How we got here
Diagnosed with Stage 4 colorectal cancer in 2021. I'm 44 now. The cancer's incurable but for the last few years it's been what oncologists call "manageable" — meaning it doesn't control my life every moment, just most of them. I'm on indefinite chemotherapy. Some people respond to it for months. Some for years. Nobody knows which I'll be. So I don't make five-year plans anymore.
Before cancer I spent almost 20 years in PR and communications. Started at Brands2Life, then The Red Consultancy, then 15 solid years at The PR Network. Built a career doing what you're supposed to do — rise up, get titles, feel like you matter. Then February 2026 happened: the redundancies came through. I was building a GEO tool at the time, which is ironic because I'll never use it. So I asked myself a simple question: what's the point of safety nets if you're going to die before you collect on them?
FC:AI started as a blog. Somewhere to document living with stage 4 cancer and figuring out what AI could actually do to help. Not motivational, not brave, not trying to fight or warrior through anything. Just: here's what it's like, here's what helps, here's what doesn't. The tools came later. I started building tracking systems for myself — symptoms, medications, chemo cycles, wearable data. Realised they actually worked. Realised other people going through similar things might want them too.

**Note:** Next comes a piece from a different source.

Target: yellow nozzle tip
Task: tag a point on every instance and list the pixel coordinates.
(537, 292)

So I refined them, opened them up, and decided to build a tools-first platform instead of just another cancer blog.
Now I split time between two things: Known & Cited (which pays the bills about 2–3 days a week) and FC:AI (which I give about 1 day a week when I'm not on chemo, more when I'm off it). Both are built on the same philosophy — tell the truth, don't sell false hope, make something people actually need, and try to leave things better than you found them. With K&C I measure how brands appear in LLM-generated answers. With FC:AI I build tools that help people living with cancer. Same person, different hats.